The spacers 140 are configured for supporting and insulating the grid 130 from the emitters 114. A height of a spacer 140 is about 50-1000 microns, a distance between the edges of cathode layer 112 and a spacer 140 is substantially more than 20 microns, and thus a higher voltage can be applied between the grid 130 and the cathode layer 112. The protrusions 142 are formed on the inner sidewall of the spacer 140, which increase the surface distance from the grid 130 to the cathode layer 112. A current leakage can flows along a surface of the spacer 140. Due to the protrusions, a risk for the current leakage from the grid 130 to the cathode layer 112 is reduced. Therefore, the voltage applied between the grid 130 and the cathode layer 112 can be further improved.

Finally, it is to be understood that the embodiments mentioned above are intended to illustrate rather than limit the invention. Variations may be made to the embodiments without departing from the spirit of the invention as claimed. The above-described embodiments illustrate the scope of the invention but do not restrict the scope of the invention.

Claims

1. A field electron emission source comprising: an insulating substrate;a cathode layer deposited on the insulating substrate;a plurality of emitters formed on the cathode layer;at least one spacer arranged on the insulating substrate, and a distance between the cathode layer and the at least one spacer is more than 20 microns;a plurality of protrusions formed on inner sidewalls of the at least one spacer; anda grid spaced apart from the insulating substrate by the at least one spacer, a plurality of through holes defined in the grid corresponding to positions of the emitters, wherein opposite edges of the at least one spacer respectively contact the insulating substrate and the grid.

2. The field electron emission source as claimed in claim 1, wherein the substrate is made of a material selected from the group consisting of glass, plastic material, and silicon with an insulating layer formed thereon.
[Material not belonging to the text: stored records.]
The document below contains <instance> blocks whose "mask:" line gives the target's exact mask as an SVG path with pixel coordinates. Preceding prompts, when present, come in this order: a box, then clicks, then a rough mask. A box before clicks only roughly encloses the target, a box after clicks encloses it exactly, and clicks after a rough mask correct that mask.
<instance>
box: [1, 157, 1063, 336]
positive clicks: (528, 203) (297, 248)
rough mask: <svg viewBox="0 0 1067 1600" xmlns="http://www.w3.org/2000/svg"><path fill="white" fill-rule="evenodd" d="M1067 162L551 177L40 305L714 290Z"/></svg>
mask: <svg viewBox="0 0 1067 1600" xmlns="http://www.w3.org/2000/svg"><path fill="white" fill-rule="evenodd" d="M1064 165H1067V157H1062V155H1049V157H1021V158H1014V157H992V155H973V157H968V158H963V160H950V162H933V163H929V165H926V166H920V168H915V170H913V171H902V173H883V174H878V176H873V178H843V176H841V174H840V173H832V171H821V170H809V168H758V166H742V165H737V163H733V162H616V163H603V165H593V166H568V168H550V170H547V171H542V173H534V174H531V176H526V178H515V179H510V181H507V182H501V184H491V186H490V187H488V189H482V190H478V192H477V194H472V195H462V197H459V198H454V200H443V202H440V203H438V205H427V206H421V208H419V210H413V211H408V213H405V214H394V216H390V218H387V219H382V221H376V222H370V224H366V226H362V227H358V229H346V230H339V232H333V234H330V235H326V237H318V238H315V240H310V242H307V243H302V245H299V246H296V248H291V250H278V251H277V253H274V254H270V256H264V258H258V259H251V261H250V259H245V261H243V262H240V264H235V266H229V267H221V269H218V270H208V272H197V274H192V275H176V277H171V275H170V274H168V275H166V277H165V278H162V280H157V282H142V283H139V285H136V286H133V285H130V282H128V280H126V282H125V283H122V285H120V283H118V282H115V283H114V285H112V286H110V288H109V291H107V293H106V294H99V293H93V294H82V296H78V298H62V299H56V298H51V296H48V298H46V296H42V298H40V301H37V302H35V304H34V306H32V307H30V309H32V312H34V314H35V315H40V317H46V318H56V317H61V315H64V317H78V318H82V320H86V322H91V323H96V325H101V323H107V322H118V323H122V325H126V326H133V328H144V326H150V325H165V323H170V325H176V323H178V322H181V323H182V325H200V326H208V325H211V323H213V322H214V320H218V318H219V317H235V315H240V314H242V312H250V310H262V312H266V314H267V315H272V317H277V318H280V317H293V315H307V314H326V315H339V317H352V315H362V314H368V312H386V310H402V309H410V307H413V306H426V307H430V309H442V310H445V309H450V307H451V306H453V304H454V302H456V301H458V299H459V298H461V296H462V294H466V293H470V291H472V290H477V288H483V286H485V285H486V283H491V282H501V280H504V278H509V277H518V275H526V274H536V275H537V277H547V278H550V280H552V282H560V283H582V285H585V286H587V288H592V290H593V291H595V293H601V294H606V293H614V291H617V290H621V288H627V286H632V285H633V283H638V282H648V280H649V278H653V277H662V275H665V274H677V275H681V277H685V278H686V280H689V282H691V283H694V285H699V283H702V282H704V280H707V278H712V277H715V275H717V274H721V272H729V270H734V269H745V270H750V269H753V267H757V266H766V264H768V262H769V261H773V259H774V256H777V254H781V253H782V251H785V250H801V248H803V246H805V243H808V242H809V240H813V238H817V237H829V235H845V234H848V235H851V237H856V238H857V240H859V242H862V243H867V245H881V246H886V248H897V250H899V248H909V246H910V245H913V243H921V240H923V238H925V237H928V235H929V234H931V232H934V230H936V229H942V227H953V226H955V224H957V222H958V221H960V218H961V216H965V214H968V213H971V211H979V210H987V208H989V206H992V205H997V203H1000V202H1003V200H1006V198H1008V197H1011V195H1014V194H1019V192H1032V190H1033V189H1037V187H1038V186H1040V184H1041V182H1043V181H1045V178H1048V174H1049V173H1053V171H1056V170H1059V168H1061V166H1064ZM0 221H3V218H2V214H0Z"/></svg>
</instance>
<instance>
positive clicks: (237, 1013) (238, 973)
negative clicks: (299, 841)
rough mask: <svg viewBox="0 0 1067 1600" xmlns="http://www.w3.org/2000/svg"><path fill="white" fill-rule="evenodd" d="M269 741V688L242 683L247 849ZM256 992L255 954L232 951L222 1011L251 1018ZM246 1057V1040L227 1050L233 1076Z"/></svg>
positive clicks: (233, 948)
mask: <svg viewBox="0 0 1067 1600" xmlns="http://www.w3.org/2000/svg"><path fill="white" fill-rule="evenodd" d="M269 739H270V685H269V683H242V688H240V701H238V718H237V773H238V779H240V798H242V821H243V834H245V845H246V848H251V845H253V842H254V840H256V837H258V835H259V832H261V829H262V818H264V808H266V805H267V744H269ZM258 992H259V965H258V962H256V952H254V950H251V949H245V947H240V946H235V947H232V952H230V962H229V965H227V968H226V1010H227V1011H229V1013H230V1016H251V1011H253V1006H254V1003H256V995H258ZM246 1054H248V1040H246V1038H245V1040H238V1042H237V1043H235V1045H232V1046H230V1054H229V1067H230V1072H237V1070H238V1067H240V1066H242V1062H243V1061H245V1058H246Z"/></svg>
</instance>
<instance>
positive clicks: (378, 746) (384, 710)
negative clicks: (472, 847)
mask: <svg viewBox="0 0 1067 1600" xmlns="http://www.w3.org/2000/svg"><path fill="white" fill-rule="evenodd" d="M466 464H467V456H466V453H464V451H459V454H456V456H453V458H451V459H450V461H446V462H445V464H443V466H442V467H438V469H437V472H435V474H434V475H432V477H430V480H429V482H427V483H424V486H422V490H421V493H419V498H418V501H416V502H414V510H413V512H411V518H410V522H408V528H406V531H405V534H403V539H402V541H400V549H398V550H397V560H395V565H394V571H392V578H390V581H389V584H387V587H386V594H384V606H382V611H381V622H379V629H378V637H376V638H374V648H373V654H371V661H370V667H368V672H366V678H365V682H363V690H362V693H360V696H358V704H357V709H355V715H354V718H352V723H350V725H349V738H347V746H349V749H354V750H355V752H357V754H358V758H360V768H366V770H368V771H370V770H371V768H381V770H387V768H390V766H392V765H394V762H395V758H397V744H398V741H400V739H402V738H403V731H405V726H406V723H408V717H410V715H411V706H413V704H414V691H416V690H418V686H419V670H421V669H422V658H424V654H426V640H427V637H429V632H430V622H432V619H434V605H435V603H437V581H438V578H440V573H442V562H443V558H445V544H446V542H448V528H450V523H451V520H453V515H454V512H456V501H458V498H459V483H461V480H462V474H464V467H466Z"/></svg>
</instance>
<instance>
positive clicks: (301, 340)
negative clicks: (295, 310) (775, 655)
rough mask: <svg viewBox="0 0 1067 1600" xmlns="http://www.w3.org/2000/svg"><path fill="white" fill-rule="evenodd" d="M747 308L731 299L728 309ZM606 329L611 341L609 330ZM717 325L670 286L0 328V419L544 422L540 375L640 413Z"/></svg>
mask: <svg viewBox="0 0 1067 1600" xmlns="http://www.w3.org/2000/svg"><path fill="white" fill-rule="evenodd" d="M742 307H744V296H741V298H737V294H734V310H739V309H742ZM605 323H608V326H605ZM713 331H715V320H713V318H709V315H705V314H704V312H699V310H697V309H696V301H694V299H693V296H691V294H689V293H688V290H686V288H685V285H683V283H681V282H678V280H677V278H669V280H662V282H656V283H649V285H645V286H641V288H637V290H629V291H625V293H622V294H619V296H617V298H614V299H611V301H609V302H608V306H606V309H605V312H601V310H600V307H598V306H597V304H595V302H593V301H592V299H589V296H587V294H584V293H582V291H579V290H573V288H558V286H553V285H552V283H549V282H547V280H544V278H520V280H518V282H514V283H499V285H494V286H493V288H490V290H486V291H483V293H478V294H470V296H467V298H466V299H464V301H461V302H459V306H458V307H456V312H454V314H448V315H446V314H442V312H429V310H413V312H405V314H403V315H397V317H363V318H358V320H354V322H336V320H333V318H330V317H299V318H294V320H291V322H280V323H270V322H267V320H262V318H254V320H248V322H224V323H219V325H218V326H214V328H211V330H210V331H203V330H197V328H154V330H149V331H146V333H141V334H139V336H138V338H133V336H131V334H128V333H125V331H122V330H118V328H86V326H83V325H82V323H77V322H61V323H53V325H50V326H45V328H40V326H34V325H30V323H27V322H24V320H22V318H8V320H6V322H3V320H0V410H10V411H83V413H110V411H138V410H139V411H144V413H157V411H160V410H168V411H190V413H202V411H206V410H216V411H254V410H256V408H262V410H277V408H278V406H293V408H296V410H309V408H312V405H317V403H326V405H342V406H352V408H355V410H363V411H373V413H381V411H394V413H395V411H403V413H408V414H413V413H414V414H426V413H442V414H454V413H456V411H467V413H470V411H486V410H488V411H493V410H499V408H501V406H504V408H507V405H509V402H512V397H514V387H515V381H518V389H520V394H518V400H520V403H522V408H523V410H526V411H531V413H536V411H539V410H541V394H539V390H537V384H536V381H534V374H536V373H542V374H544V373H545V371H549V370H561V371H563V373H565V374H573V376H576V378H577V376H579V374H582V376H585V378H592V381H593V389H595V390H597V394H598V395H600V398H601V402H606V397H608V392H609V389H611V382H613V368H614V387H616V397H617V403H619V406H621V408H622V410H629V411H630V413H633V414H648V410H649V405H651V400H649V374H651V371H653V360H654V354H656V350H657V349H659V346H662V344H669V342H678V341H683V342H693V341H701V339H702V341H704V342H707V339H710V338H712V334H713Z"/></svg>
3. The field electron emission source as claimed in claim 1, wherein the cathode layer is made of a material selected from the group consisting of gold, silver, copper, chromium, molybdenum, alloys thereof, and heavily doped silicon.

4. The field electron emission source as claimed in claim 1, wherein the emitters are made of a low-work-function material, or a conductor with a low-work function layer deposited thereon.

5. The field electron emission source as claimed in claim 4, wherein the low-work-function material is selected from the group consisting of LaB6, Y2O3, BaO, HfC, ZrC, W—Ba, W—La, and Na—Th.

6. The field electron emission source as claimed in claim 1, wherein the emitters form a micro-tip array.

7. The field electron emission source as claimed in claim 1, wherein a height of the emitters is about 1 micron to 20 microns, and a separation between adjacent tips of the emitters is about the same to the height of the emitters.

8. The field electron emission source as claimed in claim 1, wherein the at least one spacer has a height of about 50 microns to about 1000 microns.

9. The field electron emission source as claimed in claim 1, wherein the at least one spacer is made of an insulating material.

10. The field electron emission source as claimed in claim 9, wherein the at least one spacer is made of poly-methylmethacrylate.

11. The field electron emission source as claimed in claim 1, wherein the grid is a metal gridding or a carbon nanotube film.